The Fun and Dark World of Makeup

Laurie Simmons, How We See/Ajak (Violet), 2015

Photographer Laurie Simmons has been spending a lot of time on YouTube lately, looking at videos of girls and women doing makeup demonstrations of how to look like a doll.

The result is in “How We See,” her new exhibit at the Jewish Museum. It features six large photographs of fashion models seated in front of a colorful curtain, their eyes closed, with realistic fake eyes painted on their eyelids.

For Simmons, the images are full of metaphors. “Seeing and not been able to be see, or seeing and not being able to be seen, and it just made me think about our new internet digital culture and how easy it is to present a completely fake and inaccurate version of yourself,” she said.

Simmons is also trying to offer a provocative take on our notion of beauty, like her daughter Lena Dunham, creator and star of the HBO series Girls.” She said Dunham’s work has pushed her further. “She has a really powerful voice and she has great strength in terms of standing up to criticism, she actually make me feel braver in terms of where I reach and where I will go, so that’s kind of a big surprise,” she said.

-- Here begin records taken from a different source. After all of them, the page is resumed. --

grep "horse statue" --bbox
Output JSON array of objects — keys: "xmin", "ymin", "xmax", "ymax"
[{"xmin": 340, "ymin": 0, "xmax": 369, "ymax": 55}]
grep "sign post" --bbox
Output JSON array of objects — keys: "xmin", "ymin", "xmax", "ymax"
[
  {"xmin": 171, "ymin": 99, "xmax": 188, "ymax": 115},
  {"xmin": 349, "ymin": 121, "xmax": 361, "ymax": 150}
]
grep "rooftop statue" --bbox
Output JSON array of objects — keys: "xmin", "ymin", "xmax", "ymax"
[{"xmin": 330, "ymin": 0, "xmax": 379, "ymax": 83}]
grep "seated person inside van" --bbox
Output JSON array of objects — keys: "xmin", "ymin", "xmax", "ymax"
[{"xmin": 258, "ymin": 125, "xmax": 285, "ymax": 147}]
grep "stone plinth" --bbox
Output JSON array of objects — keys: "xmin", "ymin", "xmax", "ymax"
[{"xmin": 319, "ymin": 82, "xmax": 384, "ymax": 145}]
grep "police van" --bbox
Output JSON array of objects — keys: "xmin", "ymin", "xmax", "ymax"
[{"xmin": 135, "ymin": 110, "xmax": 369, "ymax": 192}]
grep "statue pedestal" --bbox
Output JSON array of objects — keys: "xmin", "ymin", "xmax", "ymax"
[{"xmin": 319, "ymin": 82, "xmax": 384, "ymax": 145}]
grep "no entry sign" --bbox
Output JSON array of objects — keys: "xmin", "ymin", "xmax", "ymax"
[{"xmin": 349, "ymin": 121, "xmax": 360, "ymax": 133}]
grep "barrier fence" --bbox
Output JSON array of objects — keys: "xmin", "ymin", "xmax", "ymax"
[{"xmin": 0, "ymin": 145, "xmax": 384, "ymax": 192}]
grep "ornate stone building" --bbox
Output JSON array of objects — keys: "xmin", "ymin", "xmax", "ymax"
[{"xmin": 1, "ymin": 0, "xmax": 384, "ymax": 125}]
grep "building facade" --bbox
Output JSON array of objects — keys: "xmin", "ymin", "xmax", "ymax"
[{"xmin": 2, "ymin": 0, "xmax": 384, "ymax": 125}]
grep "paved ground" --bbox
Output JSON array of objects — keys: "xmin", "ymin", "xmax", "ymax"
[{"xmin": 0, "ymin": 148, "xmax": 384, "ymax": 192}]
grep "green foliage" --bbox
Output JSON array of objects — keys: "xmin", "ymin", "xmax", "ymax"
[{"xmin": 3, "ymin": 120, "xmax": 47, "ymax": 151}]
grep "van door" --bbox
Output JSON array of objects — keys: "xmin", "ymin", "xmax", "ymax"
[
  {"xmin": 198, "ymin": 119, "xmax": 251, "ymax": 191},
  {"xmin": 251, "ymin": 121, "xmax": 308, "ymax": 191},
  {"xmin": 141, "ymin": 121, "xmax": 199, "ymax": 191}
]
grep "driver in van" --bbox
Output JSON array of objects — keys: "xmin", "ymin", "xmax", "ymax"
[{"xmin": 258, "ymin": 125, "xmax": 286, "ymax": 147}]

“How We See” is Simmon’s first solo museum exhibition in New York City and it derives from a long-term interest in self-perception. After she moved to New York City in 1973, she started taking pictures of scenes she created in doll houses. In the late '80s, she photographed objects on legs in a series called "Walking & Lying Objects." In 2009, she started documenting the days of a life-sized, Japanese doll.

Deborah Solomon, WNYC’s art critic, said the pictures in “How We See” come with a lot of ideas. “It offers, I think, a very rich meditation on female presentation and the portrayal of the self. What do we do with makeup? Do we use it to enhance ourselves or to utterly bury ourselves?” she said.

“How We See” is on view until Aug. 9.